Apparently, Labour is closing the gap on the Tories in opinion polls. Perhaps, we will be on for a general election in June 2009. Then, the Gordon Brown administration will retain an element of surprise rather than waiting for 2010. Last time when there were rumours of an early election, the British premier ignored the advice of his younger Cabinet members.
I suppose it will be fought on class lines by Labour on class grounds pointing to the
Old Etonians Cameron and Osborne conveniently ignoring the private/selective education of quite a few of their ministers. It is a shame that Ruth Kelly is departing the political scene. She has had more Labour government portfolios than hot dinners.
Labour will be campaigning on future tax increases following their (hopefully)
successful rescue of the economy. They will try and not mention spending cuts but will argue that Tory cuts will be more.

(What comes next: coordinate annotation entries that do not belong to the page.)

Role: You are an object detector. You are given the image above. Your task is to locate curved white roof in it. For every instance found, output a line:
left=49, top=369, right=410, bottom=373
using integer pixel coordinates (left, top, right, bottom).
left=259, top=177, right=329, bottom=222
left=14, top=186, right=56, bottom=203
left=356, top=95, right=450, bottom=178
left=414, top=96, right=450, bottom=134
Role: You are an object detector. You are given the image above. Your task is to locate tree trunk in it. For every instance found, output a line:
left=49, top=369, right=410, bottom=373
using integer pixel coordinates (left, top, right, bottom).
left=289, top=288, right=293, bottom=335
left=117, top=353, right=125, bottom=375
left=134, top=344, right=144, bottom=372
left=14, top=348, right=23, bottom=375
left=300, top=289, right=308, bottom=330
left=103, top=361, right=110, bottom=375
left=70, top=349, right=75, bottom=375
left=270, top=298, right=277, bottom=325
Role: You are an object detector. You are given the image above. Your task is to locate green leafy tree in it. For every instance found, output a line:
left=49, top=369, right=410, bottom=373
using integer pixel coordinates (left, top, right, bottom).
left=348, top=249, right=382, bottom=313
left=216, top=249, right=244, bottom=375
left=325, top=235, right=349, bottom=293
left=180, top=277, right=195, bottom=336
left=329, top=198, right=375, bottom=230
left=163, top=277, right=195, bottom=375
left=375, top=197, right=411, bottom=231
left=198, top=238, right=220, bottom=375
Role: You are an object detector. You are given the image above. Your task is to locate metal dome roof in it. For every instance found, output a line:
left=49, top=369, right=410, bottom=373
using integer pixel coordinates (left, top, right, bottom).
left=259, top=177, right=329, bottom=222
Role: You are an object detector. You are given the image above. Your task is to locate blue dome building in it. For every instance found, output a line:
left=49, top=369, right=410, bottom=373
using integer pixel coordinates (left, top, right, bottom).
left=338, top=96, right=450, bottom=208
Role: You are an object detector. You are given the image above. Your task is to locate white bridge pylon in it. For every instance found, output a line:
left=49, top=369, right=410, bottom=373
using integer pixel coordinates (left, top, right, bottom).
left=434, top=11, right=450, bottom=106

The Conservatives will at least have to mop the Lib Dem seats in the south such as Winchester but with a manifesto that will not frighten the children. Both these tasks will be difficult. One problem is the lack of support from certain sectors of the Tory party for Cameron and Osborne and this contrasts with the Labour Party looking more unified and getting behind Brown. Perhaps, the appointment of Lord Mandelson was a master stroke. Miliband has been sidelined into going to places like Syria and into criticising countries such as Russia and Israel.